The Guardian published an article on Sri Lanka's post-election future that I find quite depressing. The article itself is not depressing, on the contrary, it suggests that Sri Lanka has a unique opportunity for peace and development and that it is time to give it some more carrot and some less stick. I do agree that there is an opportunity for peace and that these don't come around so often, however Sri Lanka is a country that has had its decent share of opportunities for peace and growth in the past and has systematically wasted them through a combination of unwise decisions and jinxed turns.

I also agree that the country needs 'more carrot', but this should be a lesson that the government should learn and not one that we should be expecting the EU and other countries to enact. There is a clear need for tolerance and open hands, but it is the country's leadership who should understand this and not the international community who should have gestures of approval towards the current administration. After all, the world silently approved of the slaughtering of the Tamil population in the last couple of years by turning its back to the country. Perhaps it wouldn't hurt to finally put some pressure on a government that wants to smilingly get away with it.  

The article is depressing after all, because it tones down the violence the country is facing from its own leaders and suggests that 'all they need is a little more support from the West.' Granted that some external help wouldn't hurt at all, it seems rather naive at best, cynical I'd choose, to think that a little money would quiet the demands for peace and democracy that are systematically let down.
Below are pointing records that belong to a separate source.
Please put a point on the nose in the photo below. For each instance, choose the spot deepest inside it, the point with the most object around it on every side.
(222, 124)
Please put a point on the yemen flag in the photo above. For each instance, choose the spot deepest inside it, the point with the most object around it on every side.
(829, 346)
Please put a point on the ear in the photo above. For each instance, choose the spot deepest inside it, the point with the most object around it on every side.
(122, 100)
To think that this is a question of 'buying out' disenfranchised oppositions, is to repeat the same strategy and fall in the same mistakes the country has addictively incurred in since Independence.

Democracy can be tricky at times. Especially when it is confused with electoral politics. Whoever thinks that Sri Lanka is a democratic country because it has periodically sustained elections needs to review their definition of what democracy is. Even if the day on which people go to the polls is a 'celebration of civility' and fraud is ruled out as it has been in the last elections, democracy can hardly be considered a green light to whoever gets more votes until the next election year comes around. A democratically elected government is far from being a democratic government, especially when politics are not cut across ideologies and parties but across religious and ethnic lines.

Opportunities for development are necessary, this is evident everywhere in the world, but Sri Lanka needs more than economic progress to move ahead from the last three decades of violence and frustration. Now, it is not that Sri Lanka needs more because of its complexity, because its values are so unique and different from those of the west, it is simply that any country that undergoes the kind of violence that Sri Lanka suffers will not be fixed with money.